Я очнулся в своей комнате. Я чувствовал себя очень хорошо. Рядом был робот-врач. Он сказал:
– Вы испытали шок. Я уже связался с подкомиссаром Инструментария и могу стереть ваши воспоминания за последние сутки, если вы того пожелаете.
У него было приятное лицо.
Где ревущий ветер? Где воздух, обрушивающийся на нас, подобно камням? Вода, мчащаяся там, где ею не управляют погодные машины? Где золотое платье и безумное, алчущее страха лицо Максимилиана Махта?
Я подумал обо всем этом, но робот-врач, не будучи телепатом, моих мыслей не уловил. Я пристально посмотрел на него и воскликнул:
– Где моя настоящая любовь?
Роботы не могут фыркать, но этот попробовал.
– Голая девушка-кошка с пылающими волосами? Она отправилась на поиски одежды.
Я уставился на него.
В его консервативном механическом умишке варились собственные мерзкие мыслишки.

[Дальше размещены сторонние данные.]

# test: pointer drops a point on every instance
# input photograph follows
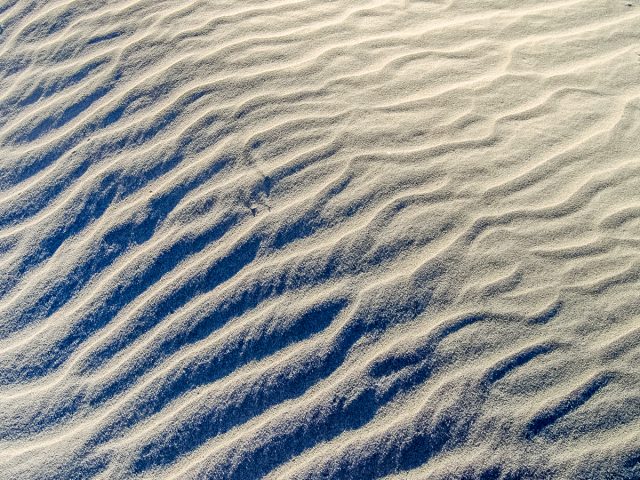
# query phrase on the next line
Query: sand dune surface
(319, 239)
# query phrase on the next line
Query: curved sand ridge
(347, 239)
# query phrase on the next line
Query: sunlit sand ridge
(337, 240)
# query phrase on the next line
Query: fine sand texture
(350, 239)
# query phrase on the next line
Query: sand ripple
(347, 239)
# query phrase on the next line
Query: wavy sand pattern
(300, 240)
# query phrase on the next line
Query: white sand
(346, 239)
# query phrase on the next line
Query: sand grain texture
(337, 240)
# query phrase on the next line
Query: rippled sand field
(319, 239)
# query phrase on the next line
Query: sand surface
(319, 239)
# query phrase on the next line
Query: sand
(323, 239)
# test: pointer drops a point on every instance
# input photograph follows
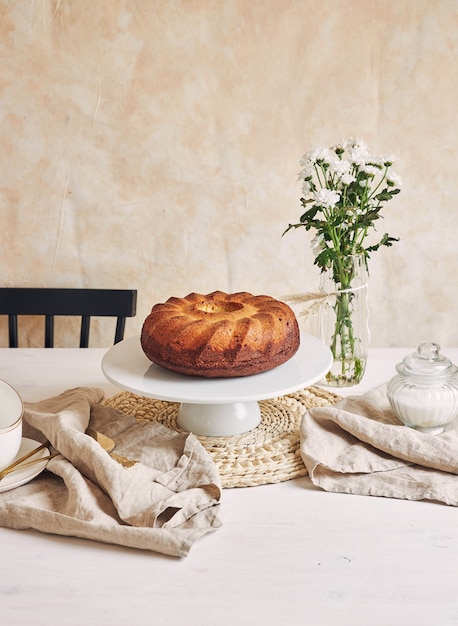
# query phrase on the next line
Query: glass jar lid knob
(427, 361)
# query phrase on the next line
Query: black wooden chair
(85, 303)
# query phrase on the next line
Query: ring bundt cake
(220, 334)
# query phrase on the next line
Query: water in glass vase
(343, 320)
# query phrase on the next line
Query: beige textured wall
(155, 144)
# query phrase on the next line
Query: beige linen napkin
(163, 502)
(359, 446)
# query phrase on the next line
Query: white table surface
(286, 555)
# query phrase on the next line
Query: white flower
(347, 179)
(326, 197)
(306, 188)
(317, 154)
(359, 153)
(317, 244)
(394, 180)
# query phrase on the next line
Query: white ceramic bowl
(11, 410)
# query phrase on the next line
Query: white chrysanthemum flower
(317, 244)
(394, 179)
(306, 188)
(326, 197)
(359, 153)
(319, 154)
(347, 179)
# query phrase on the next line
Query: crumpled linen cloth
(164, 502)
(358, 446)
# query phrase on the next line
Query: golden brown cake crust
(220, 334)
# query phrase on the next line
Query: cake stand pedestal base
(219, 420)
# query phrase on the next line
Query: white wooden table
(286, 555)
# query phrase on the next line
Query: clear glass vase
(343, 322)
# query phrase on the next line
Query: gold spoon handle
(16, 468)
(25, 457)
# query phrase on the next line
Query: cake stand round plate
(215, 407)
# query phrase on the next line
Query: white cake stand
(215, 406)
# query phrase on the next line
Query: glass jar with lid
(424, 393)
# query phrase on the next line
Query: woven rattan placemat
(267, 454)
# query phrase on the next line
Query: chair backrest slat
(84, 303)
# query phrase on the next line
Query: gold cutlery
(19, 463)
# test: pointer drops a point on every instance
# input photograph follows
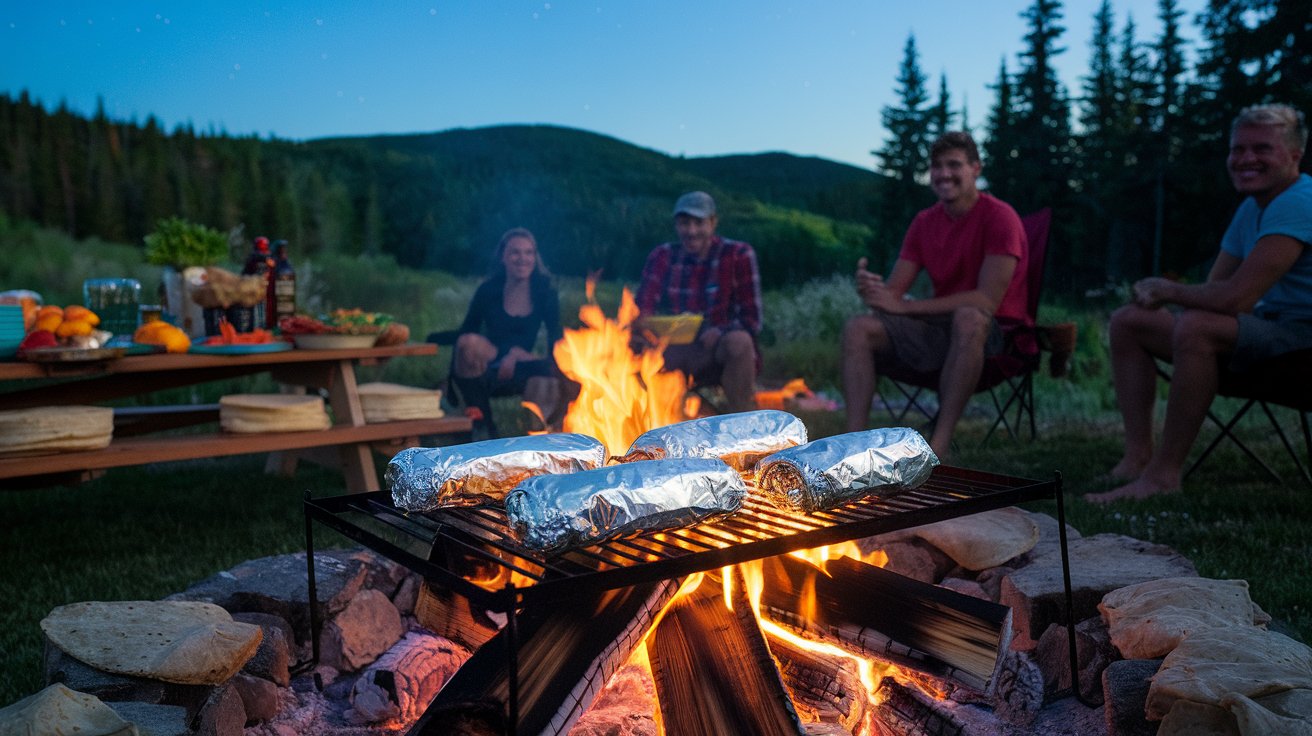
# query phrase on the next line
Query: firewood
(871, 612)
(714, 672)
(564, 657)
(903, 711)
(824, 688)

– Должен признать, сэр, что вы, «свободные люди», действительно меняетесь очень быстро…
Кто будет спорить с машиной? Отвечать было ниже моего достоинства.
Но как насчет другой машины? Двадцать одна минута. Как это могло получиться? Откуда она могла знать? С той машиной мне спорить тоже не хотелось. Должно быть, это была очень мощная старая машина, пережиток эпохи древних войн. Я не собирался выяснять. Некоторые люди называли ее богом. Я никак ее не называю. Я не нуждаюсь в «страхе» и не предлагаю вернуться на Бульвар Альфа-Ральфа.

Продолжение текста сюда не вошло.